Troubleshooting (Virtual Machine)

Can't Connect to VM Console

Error connecting: Cannot connect to host... or Can't connect to MKS...

This is caused by a TCP connection failure to the ESX server the VM is hosted on. Using telnet or a port test utility, confirm you can connect on both TCP 902 and 443 from your machine to the ESX server.
If the problem is affecting a single ESX that previously worked, restart the management services on that ESX

Can't Deploy VM

The VirtualCenter server is unable to decrypt passwords stored in the customization specification

Bizarrely caused by the Virtual Centre running out of disk space, free up some space and all will be well.

A general system error occurred: Failed to create journal file provider

Check ESX disks are not full

Customization of the guest operating system 'winLonghornGuest' is not supported in this configuration. Microsoft Vista (TM) and Linux guests with Logical Volume Manager are supported only for recent ESX host and VMware Tools versions.

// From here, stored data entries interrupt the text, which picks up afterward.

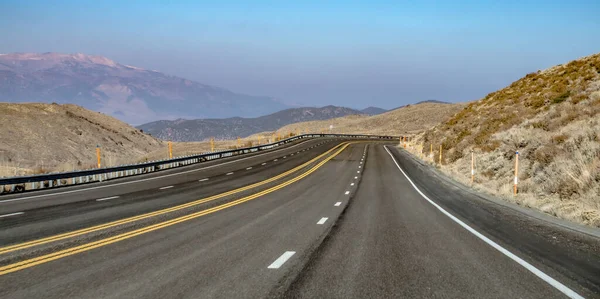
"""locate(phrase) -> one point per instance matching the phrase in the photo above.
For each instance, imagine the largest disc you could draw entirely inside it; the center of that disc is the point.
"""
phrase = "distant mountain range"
(230, 128)
(129, 93)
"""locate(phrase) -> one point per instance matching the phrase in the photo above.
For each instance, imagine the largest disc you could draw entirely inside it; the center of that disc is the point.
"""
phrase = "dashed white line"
(551, 281)
(107, 198)
(281, 260)
(322, 221)
(11, 214)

Caused by you trying to deploy a guest customised Windows 2008 template, where the OS of the source template is set to Windows 2008(!). Essentially Win2008 is only barely supported in ESX3.5. Setting the source machine to Vista should resolve this issue.
With Windows 2008 R2 templates the above fix has been seen to not work, in which case
1. Deploy a clone (with no guest customisation)
2. Perform a Sysprep

Can't Start VM

HA Admission Control

Can't start VM as doing so wouldn't leave enough failover capacity in order to be able to restart failed VM's should an ESX fail. Options are to
- Reduce resource usage of VM's that are already running
- Increase cluster capacity
- Reduce the cluster's failover capacity, or allow constraints violations
If no VM's have been recently added to the cluster, its likely that the HA agent on one of the ESX's has stopped functioning, in which case, within the cluster, one of the ESX's will have a red warning/exclamation triangle. If so you can restart HA on that ESX;
1. Highlight this VM, on the Summary tab you should see a notice regarding HA problems
2. Run the Reconfigure for HA command, this will re-install the HA agent on the ESX

Failed to relocate virtual machine

DRS is attempting to relocate a VM at power up, and this relocation failing
- Reattempt to power on machine
- Manually migrate to a less loaded ESX and reattempt power on

Access to VMFS storage

ESX may have lost connectivity to VMFS partition on which VM resides

VMFS full

If VMFS is full, the ESX won't be able to write to the VM's logs when it starts it up, causing VM start-up to fail

ESX licensing

Either ESX isn't licensed, or has lost contact with the license server (VI3) for a long period of time

Waiting for question to be answered

Generally after changes (such as cold migrations or new deployments), a VM may need to have a question answered before it can continue to power on

Could not power on VM: No swap file. Failed to power on VM

The ESX you're starting the VM up on can't get proper access the VM's files, either because
- The VM is already powered up on another ESX
- The VM is already powered up (but shows as down on the VI Client)
- The VM's files have been corrupted / locked

Is the VM actually powered off?
- If the VM responds to ping and RDP/VNC/SSH etc (as appropriate) then proceed to VM is Powered On, but appears Powered Off
Has an ESX recently failed?
- If the ESX the virtual is/was on has recently failed and HA's isolation response is set to leave powered-on then its possible that only the ESX's network connections have failed, and the virtual machines are still running on the ESX, but are isolated from the network.
  - To cause a full HA failover, pull the power cables out of the ESX to kill it completely
  - Alternatively, attempt to restore network connectivity to allow the VM's to be reachable again
- If the ESX the virtual is/was on has recently failed its possible that the file lock times have not yet expired (or are being kept updated).
  - If you're able to get a console onto the failed ESX, ensure it has fully failed (powered off or PSOD). If not, power it off to ensure its not failed enough to stop VM's running, but not enough to stop updating the file locks. HA will restart the VM if its still a very recent failure, else restart the VM manually.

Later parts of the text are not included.